Auf Anfrage der Deutschen Presse-Agentur teilte die EU-Kommission am Mittwoch mit, dass Juncker sich in seinen Äußerungen nicht auf die Verhandlungsleitlinien bezogen habe. Er sprach demnach von einem ultimativen Aus für die Beitrittsgespräche - das allerdings eigentlich gar nicht vorgesehen ist. Gleichzeitig wurde bestätigt, dass für einen Abbruch-Beschluss nach Artikel 5 der Verhandlungsleitlinien eine qualifizierte Mehrheit ausreichen würde.
Ob die Beitrittsverhandlungen abgebrochen werden, wird letztlich viel von Interpretationen und politischem Willem abhängen. Nach Angaben aus Kommissionskreisen wurde ein entsprechendes Verfahren bislang noch nie ausgelöst.

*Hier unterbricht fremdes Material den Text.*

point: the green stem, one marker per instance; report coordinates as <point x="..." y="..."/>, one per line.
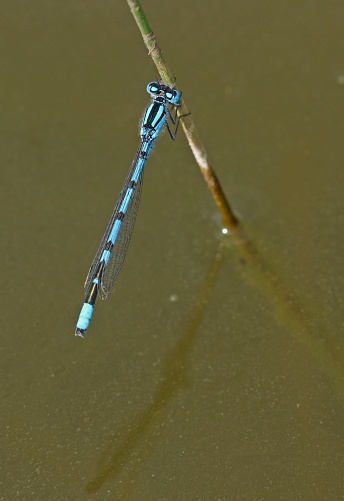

Heikel ist der Fall „Türkei“ für die EU-Kommission besonders deswegen, weil sie gegen Polen wegen des Verdachts auf eine schwerwiegende und anhaltende Verletzung der im EU-Vertrag verankerten Werte bereits vor Monaten ein sogenanntes Rechtsstaatlichkeitsverfahren eingeleitet hat. In diesem geht es um die Unabhängigkeit des polnischen Verfassungsgerichts, die aus Brüsseler Sicht derzeit nicht gewährleistet ist.
Wenn die EU-Kommission das Verfahren zum Schutz der Rechtsstaatlichkeit vorantreiben will, käme sie voraussichtlich nicht umhin, auch den Abbruch der Beitrittsverhandlungen mit der Türkei zu empfehlen. Ein erster Schritt in diese Richtung könnte der nächste Türkei-Lagebericht sein, der nach bisherige Angaben Mitte September von der EU-Kommission vorgelegt werden soll. Bis dahin wird auch die Entwicklung der Flüchtlingskrise ganz genau beobachtet werden. Gegner von Abbruch-Überlegungen befürchten, dass ein Stopp der Beitrittsverhandlungen auch die Kooperation mit der Türkei in diesem Bereich beeinträchtigen könnte.